Keza Parti Meclisimiz, Kadın sorununu gündemine almış ve şu değerlendirmeleri yapmıştır. Kadın sorunu bir kez daha toplumsal cinsiyet eşitsizliğinden kaynaklanan kadına şiddeti kınar. Toplumda cinsel eşitsizliğe zemin hazırlamaya yönelik tüm tavır ve tutumları reddeder. İstanbul sözleşmesine geri dönülmesini gerekli ve yararlı bulur. Ülkede her gün 3-4 kadının öldürüldüğü bu ortamda İstanbul Sözleşmesinden çekilme girişimini kadınları iyice korumasız bırakmıştır.

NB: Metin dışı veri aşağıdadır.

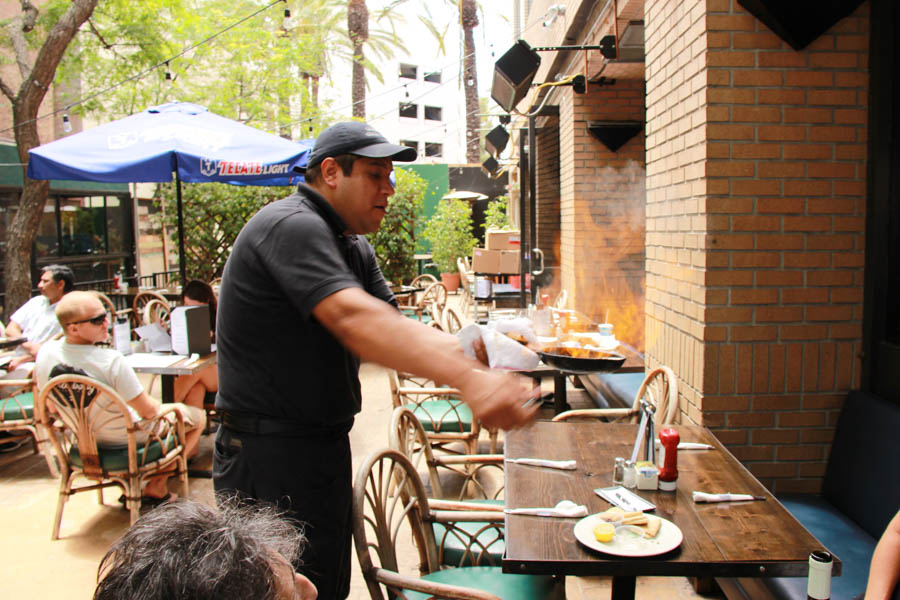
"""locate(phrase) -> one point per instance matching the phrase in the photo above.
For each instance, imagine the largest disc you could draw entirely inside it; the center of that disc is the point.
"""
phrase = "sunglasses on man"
(98, 320)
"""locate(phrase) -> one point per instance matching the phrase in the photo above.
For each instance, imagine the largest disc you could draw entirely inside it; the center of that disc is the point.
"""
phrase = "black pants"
(311, 479)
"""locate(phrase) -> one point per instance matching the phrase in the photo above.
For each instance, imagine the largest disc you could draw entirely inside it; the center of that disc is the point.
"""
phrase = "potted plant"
(395, 240)
(450, 232)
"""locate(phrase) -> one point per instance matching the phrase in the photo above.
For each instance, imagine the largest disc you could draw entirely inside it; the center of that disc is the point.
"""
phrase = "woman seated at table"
(192, 389)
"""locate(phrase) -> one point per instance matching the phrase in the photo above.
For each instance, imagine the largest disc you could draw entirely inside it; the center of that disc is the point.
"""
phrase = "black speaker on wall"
(495, 141)
(513, 74)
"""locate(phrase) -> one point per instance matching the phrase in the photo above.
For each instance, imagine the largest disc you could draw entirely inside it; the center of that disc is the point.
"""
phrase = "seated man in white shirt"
(85, 322)
(36, 319)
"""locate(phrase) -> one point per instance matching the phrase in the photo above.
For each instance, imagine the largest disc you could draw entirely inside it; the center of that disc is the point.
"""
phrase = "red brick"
(750, 260)
(730, 96)
(729, 168)
(781, 59)
(809, 151)
(729, 132)
(786, 133)
(832, 60)
(795, 260)
(754, 296)
(832, 170)
(779, 278)
(757, 114)
(779, 242)
(756, 419)
(840, 97)
(755, 223)
(829, 313)
(802, 332)
(808, 115)
(807, 188)
(751, 150)
(804, 296)
(756, 77)
(832, 134)
(801, 419)
(775, 436)
(778, 314)
(807, 223)
(782, 96)
(781, 169)
(730, 58)
(781, 206)
(808, 79)
(748, 187)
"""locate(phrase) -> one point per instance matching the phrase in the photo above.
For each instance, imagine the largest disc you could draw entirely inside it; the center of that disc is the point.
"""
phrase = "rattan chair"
(660, 388)
(21, 419)
(74, 407)
(390, 505)
(446, 419)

Partimiz kadınların özgürlük ve eşitlik için yaşamın her alanında verdikleri mücadeleyi destekler, Kadınların yer almadığı, etkili olmadığı siyasi ve politik çalışmaların her yönüyle eksik kalacağı açık ve nettir. HAK-PAR ayrıca, Türkiye’de kadın mücadelesinin Kürt kadınlarının farklı ve özgün durumlarından kaynaklanan durumunun kadın mücadelesinin ekseninde yer alması Kürt kadınlarının da her platformda temsil
edilmesi gerektiğini savunur.”
Parti Meclisimiz Kürt ulusunun bulunduğu tüm atlaslarda uluslararası toplum nezaretinde kendi geleceğine yön verecek bir siyasal ve idari statü talebinde bulunması en doğal hakkı olduğuna inanır.

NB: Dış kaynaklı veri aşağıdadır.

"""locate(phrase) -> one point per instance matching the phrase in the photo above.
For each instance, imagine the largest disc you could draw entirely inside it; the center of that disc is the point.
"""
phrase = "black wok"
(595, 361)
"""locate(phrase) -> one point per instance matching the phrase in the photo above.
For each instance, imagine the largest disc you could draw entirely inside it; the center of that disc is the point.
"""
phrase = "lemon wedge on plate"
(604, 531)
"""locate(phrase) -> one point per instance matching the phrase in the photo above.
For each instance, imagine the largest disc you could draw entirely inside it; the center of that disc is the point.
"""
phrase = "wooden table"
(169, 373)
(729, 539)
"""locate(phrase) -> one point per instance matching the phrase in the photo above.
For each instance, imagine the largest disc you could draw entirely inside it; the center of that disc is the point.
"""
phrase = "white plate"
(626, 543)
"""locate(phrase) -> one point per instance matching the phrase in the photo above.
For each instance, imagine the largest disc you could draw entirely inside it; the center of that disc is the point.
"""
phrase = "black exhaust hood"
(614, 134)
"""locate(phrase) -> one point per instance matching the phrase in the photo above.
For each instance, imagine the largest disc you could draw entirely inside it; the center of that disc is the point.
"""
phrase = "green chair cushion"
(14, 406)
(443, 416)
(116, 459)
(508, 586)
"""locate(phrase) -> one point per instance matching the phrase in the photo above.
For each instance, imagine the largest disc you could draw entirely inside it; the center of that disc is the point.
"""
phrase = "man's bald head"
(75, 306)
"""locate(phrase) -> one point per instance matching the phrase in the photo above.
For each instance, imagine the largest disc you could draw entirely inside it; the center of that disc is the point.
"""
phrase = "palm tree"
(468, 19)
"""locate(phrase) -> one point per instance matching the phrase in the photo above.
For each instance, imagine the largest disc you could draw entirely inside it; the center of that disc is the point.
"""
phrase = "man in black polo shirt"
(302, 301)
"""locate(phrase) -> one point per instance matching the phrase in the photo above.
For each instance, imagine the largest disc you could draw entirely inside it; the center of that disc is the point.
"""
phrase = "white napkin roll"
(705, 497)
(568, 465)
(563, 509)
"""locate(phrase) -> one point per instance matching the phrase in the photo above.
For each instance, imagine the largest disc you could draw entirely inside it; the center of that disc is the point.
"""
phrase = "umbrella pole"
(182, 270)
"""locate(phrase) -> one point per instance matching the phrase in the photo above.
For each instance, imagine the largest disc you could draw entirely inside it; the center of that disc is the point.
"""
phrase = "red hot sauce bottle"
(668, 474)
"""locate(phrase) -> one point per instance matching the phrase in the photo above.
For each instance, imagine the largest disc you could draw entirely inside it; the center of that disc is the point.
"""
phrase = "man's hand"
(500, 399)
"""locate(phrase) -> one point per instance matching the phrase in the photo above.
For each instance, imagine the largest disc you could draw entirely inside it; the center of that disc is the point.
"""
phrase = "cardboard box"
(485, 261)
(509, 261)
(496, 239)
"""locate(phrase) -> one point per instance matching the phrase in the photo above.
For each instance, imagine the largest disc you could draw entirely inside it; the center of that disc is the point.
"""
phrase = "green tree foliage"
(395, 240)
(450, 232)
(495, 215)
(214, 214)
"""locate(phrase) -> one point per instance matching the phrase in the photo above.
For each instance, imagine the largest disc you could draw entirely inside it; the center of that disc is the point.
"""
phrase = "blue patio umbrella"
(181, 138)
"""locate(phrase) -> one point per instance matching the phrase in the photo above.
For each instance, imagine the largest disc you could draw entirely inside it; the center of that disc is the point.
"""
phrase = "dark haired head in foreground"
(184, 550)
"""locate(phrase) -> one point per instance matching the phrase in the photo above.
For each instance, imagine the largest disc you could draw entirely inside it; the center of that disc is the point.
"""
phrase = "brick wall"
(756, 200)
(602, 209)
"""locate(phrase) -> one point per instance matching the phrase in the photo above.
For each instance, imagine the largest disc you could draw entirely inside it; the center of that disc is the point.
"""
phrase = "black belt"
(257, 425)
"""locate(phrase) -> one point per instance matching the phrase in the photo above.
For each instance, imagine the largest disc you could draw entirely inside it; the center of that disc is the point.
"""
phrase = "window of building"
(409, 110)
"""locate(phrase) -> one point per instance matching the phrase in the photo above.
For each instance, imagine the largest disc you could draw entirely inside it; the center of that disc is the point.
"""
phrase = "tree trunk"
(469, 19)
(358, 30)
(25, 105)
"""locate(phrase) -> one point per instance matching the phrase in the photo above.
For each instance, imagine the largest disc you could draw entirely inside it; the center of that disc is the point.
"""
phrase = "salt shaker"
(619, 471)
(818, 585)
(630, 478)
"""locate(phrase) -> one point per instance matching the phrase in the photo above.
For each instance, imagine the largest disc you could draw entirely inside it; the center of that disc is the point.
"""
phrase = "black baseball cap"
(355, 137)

Türkiye izlediği dış politika sonucu tüm komşuları ile sorunlar yaşamaya devam ediyor. Ortadoğu’da, Kafkasya’da, Akdeniz ve Karadeniz’de baş gösteren tüm olaylara müdahil olmakla ülke çıkarlarına zarar veriyor. Bu anlayış terk edilmeli, komşularla barışçı ve dostane ilişkiler geliştirilmeli, ülke felaketlerin içine çekilmemelidir.”

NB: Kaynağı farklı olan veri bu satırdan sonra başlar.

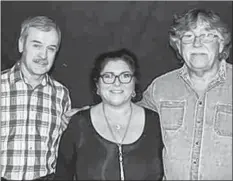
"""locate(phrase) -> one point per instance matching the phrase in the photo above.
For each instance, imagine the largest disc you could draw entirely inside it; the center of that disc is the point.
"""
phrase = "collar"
(221, 75)
(16, 75)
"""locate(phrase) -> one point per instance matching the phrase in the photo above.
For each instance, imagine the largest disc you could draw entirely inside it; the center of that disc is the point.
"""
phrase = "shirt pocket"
(223, 120)
(172, 114)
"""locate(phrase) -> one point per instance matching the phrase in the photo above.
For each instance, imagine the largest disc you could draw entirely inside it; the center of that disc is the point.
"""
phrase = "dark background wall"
(90, 28)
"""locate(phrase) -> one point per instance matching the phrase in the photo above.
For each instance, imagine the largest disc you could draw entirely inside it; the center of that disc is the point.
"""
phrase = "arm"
(65, 168)
(149, 97)
(156, 169)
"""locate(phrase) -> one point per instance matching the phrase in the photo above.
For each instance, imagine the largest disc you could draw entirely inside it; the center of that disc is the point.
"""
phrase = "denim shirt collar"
(16, 75)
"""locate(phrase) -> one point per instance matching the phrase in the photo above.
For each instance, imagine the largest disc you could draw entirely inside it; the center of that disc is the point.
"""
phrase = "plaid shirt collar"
(220, 76)
(16, 75)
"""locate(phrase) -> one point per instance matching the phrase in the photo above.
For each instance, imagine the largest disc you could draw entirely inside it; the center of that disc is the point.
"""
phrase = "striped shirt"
(31, 125)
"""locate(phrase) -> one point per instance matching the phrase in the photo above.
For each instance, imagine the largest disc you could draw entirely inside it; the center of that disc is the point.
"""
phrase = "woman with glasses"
(115, 139)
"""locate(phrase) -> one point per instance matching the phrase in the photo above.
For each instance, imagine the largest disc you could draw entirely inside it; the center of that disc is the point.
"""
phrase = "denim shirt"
(197, 131)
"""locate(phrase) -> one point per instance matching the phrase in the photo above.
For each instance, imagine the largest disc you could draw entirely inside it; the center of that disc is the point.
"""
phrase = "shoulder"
(80, 118)
(151, 114)
(5, 73)
(167, 78)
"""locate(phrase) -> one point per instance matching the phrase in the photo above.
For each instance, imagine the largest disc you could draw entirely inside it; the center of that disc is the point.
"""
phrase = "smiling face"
(38, 51)
(200, 55)
(116, 94)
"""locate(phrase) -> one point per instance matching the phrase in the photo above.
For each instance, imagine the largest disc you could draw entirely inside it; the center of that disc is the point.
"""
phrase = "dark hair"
(186, 21)
(100, 62)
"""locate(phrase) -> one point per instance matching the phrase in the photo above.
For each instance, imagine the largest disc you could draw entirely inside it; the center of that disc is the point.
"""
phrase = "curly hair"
(188, 20)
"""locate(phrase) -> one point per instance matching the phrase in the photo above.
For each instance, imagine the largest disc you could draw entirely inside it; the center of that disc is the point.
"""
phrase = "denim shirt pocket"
(172, 114)
(223, 120)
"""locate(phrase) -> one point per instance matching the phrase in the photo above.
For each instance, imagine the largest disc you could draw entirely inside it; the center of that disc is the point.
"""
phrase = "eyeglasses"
(110, 78)
(204, 38)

HAK-PAR Parti Meclisi, Kürt halkına yıllardır uygulanan şiddet ve savaş politikaları sonucunda bozulmaya yüz tutmuş aidiyet duygusunun geri kazılması çabalarını ulusal bir görev bilir. Partimiz bu yöndeki çabalarını sürdürmeye kararlıdır. Ayrıca HAK-PAR Kürd seçmenlerin kendilerine statü istemeyen ve temel haklarını reva görmeyen partilere oy vermek zorunda olmadığını, bu anlamda ülkede kutuplaşma lara taraf olmaması gerektiğine işaret eder. HAK-PAR Kürd seçmenlerin kendisine statü talep eden bir partiye oy vermesi gerektiğini savunur. Bu anlamda adres olarak HAK-PAR’ı göstermektedir. Partimiz Kürt seçmenlerinin davranış ve tercih yönünü ulusal demokratik bir adrese yönlendirmeyi en önemli güncel ulusal görev olarak sayar. Parti Meclisimizin gündeminde
değerlendirilmiş olan bu konuları ve görüşlerimizi kamuoyu ile paylaşırız.”